When the Inherent Authority of the High Court Trumps Parental Authority in Medical Decision-Making Involving the Withdrawal of Life Support Treatment affecting Minor Children and their Parents
DOI:
https://doi.org/10.17159/1727-3781/2025/v28i0a15475Keywords:
Best interests of the minor child; blood transfusions , withdrawing life support, end-of-life decision making, consent, comparative law, constitutional imperatives, foreign law, African jurisprudence, Children's Act, inherent authority of the High Court, mediation before litigation, sensitivity trainingAbstract
Judges are often up against very grave cases when they have to decide whether to order the withdrawal of life support from children who are seriously ill or in a vegetative state. What’s more medical practitioners attending to the medical care of the child affected believe that clinically, it would be in the best interest of the child that his or her life should be terminated. Any continued medical treatment would be futile. The parent(s) on the other hand, do not agree with the medical team. Because the parties involved cannot reach agreement, the dispute is consequently referred to the High Court. It is then up to the court to make the final decisions. In this triad, some of the fundamental legal issues caused to be decided, include: who should have the final say over the withdrawal of life support treatment for minor patient?

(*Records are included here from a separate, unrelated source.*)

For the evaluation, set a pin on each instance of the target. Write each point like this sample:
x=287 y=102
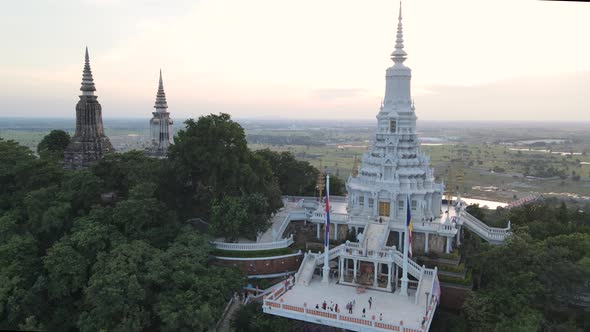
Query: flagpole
x=326 y=269
x=404 y=288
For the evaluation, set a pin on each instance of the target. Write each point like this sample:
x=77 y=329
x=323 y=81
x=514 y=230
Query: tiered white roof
x=161 y=129
x=394 y=165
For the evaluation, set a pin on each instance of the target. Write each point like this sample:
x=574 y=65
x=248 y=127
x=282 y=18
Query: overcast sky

What criteria does the court use in resolving the dispute between the parties? This article provides a critical insight into when the High Court’s inherent authority trumps parental authority in medical decision-making involving the withdrawal of life support treatment, affecting a minor child. What will become apparent is that the South African High Court has only sporadically been asked to exercise their inherent authority to interfere with a parent’s decision-making power when, because of religious reasons, the parent refuses to consent to the child being exposed to blood transfusions. Here, the High Court has often come to the rescue of the child by adopting an orthodox approach. The court will firstly, in search of the welfare of the child, exercise its authority as upper guardian of children. Secondly, the court will search for the welfare of the child under the rubric of ‘what is in the best interest of the child’. The South African High Court, unlike its English counter-part, has not been exposed to cases dealing with end-of-life decisions. What is called for is for the South African courts to develop its own jurisprudence. To this end, the South African High Court does not have to look further than adopting the well-developed criteria found in the English cases. But, before the parties engage in litigation, mediation should be attempted.